Under Scarcella’s leadership, Stafford abolished city property taxes in 1995. Another of the most notable achievements under his leadership came in 1977, when Stafford became the only Texas city with a municipal school district.
“He was a champion for the Stafford MSD students wanting them to have access to the best facilities and services Stafford has to offer,” MLuisa Jubilo wrote on Facebook.
The city has also seen many infrastructure additions over the past five decades, including the building and expansion of U.S. Highway 59, the extensive widening of F.M. 1092 and the construction of major highway improvements to U.S. 90A encompassing an elaborate landscaping enhancements program through the heart of town.
Scarcella facilitated a partnership between the city, the Texas Department of Transportation and Union Pacific Railroad for a $110 million enhancement of the U.S. 90A Corridor.
“Leonard was an inspirational leader of Stafford and Fort Bend County,” U.S. Rep. Pete Olson said in a statement. “He was a great ally to much of my work in Congress and his steady leadership of Stafford will be deeply missed. His legacy of public service will always be revered in our community and will continue to inspire the leaders of tomorrow.”
Scarcella also led the charge for the development of the Stafford Centre, an entertainment and cultural complex with a 1,100-seat performing arts theatre, 25,000 square feet of convention center space and four festival fields on 43 acres of land near the intersection of Murphy Road and Cash Road.
U.S. Rep.
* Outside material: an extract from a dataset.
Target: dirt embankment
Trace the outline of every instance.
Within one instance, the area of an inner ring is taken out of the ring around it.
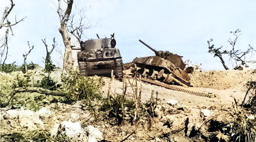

Al Green – whose 9th district includes Stafford – and Scarcella have worked together on many projects since Green took office in 2005. Most recently, the two had collaborated on multiple food and personal protective equipment (PPE) drives to help residents of Stafford impacted by the COVID-19 pandemic.
“From his warm spirit, to his unending availability to those he served, to his steadfast and diligent five decades of leadership, I will cherish each memory of Mayor Leonard Scarcella,” Green said Sunday. “I extend my heartfelt condolences to his family, friends, and the entire city of Stafford during this time of bereavement.”
For others, their lasting impression of Scarcella will be not be related his role as mayor, but of Scarcella the man. Several community members noted daily interactions with him around the city in which he irradiated kindness, compassion and a genuine love for the people of his city.
“I used to walk the track in Stafford every morning and he would always wish me a good morning and smile,” Tori Simon wrote.
Daniel Fowler expressed a similar sentiment, saying the two would stop to have a chat whenever Scarcella went on his daily jog that took him past Fowler’s home in the Kings Way subdivision.
“Stafford will not be the same without him,” Fowler said.
Added Claudine Vass: “We had our differences at the end, but would love to have said goodbye and given him one last hug. I have learned a lot from him.”
Stafford may always be Scarcella’s city, as Barbara Aguilar suggested in another Facebook comment, no matter who follows him as its leader.
“His life and legacy are cemented in the annals of not only Stafford history,” Green said, “but the history of our nation forever.”